La división cuatripartita de los cielos no es un fenómeno aislado, sino que se integra en un mundo más amplio, como equivalente celeste de la división cuatripartita de la aldea, dividida en cuadrados por la intersección de dos grandes senderos y los dos canales de riego mayores que discurren en paralelo a éstos. Los senderos y canales coinciden en una capilla, el Crucero, nombre que recibe asimismo el punto del cielo en el que se encuentran los dos ejes celestes.
El cronista Polo de Ondegardo escribía en 1571 que, en el pensamiento inca, todas las aves y otros animales tienen un reflejo en el cielo, responsable de la procreación y del sustento de sus equivalentes en la tierra. Una característica de la astronomía de Misminay, que recuerda creencias incas anteriores, es el reconocimiento de las constelaciones de "nubes oscuras", como la Llama adulta, la Llama Pequeña, el zorro, el sapo, el Tinamú y la Serpiente, conocidas colectivamente como Pachatira, reflejo de su vinculo con Pacha Mama, madre de la tierra, y con la fertilidad terrenal. Así, cuando Centauro Alfa y Beta ("los ojos de la llama) salen antes del amanecer a finales de noviembre y diciembre, paren las llamas terrenales.
Las constelaciones de la "nube oscura" también revisten importancia por su relación con la estación de las lluvias y con las condiciones atmosféricas en general. La constelación de la Serpiente, por ejemplo, es visible en el cielo durante la estación de las lluvias, pero en la seca está "bajo tierra", es decir, bajo el horizonte.
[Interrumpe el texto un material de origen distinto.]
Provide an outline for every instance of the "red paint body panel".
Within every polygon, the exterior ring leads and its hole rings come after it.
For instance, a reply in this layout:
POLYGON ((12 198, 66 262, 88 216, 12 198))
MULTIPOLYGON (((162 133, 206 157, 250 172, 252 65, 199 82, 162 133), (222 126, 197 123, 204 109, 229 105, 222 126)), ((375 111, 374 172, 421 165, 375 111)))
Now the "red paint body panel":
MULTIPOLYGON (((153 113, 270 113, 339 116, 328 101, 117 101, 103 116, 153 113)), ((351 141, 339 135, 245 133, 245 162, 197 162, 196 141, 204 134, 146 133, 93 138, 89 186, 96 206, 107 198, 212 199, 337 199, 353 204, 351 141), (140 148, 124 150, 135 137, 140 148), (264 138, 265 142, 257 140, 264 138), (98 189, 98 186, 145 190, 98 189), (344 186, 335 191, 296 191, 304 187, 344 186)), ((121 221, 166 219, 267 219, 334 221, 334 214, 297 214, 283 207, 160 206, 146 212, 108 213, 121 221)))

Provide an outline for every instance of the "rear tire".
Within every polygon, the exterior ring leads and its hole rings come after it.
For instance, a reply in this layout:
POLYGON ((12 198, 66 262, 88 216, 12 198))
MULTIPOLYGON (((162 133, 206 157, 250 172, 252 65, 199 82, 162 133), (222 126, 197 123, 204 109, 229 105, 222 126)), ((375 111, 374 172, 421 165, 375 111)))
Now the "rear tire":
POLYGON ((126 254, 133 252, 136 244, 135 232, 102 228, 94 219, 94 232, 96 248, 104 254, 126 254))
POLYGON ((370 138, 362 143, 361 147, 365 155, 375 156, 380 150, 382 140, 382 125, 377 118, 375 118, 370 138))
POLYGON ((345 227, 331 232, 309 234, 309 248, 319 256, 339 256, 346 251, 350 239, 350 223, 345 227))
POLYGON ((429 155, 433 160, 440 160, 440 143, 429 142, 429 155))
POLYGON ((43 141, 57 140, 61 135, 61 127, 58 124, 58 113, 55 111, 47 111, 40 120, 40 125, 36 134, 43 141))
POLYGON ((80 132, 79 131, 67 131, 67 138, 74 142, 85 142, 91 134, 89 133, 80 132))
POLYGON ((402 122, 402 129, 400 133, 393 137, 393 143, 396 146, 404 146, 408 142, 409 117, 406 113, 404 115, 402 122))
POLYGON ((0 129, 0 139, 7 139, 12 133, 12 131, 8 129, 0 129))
En el pensamiento quechúa, tal circunstancia se corresponde con la aparición del arco iris (concebido como una serpiente multicolor), que brota de la tierra después de una tormenta.
domingo, 29 de mayo de 2011
Los cielos sagrados

Constelaciones de animales y líneas sagradas.
En la visión cosmológica de los incas, el poder sagrado de los fenómenos celestiales se manifestaba en un rico mosaico de creencias que vinculaban los acontecimientos terrenales con los del cielo nocturno. Según una concepción típicamente amerindia, se atribuía un significado mítico y espiritual a los fenómenos astronómicos, actitud que se refleja, en parte, en el carácter celestial de deidades importantes como Inti (dios del sol), Mama Kilya (diosa del la luna) e Ilyap'a (dios del trueno y del tiempo atmosférico). Pero también revestían gran importancia la Vía Láctea y se consideraba a las estrellas deidades menores y protectoras de ciertas actividades terrenales.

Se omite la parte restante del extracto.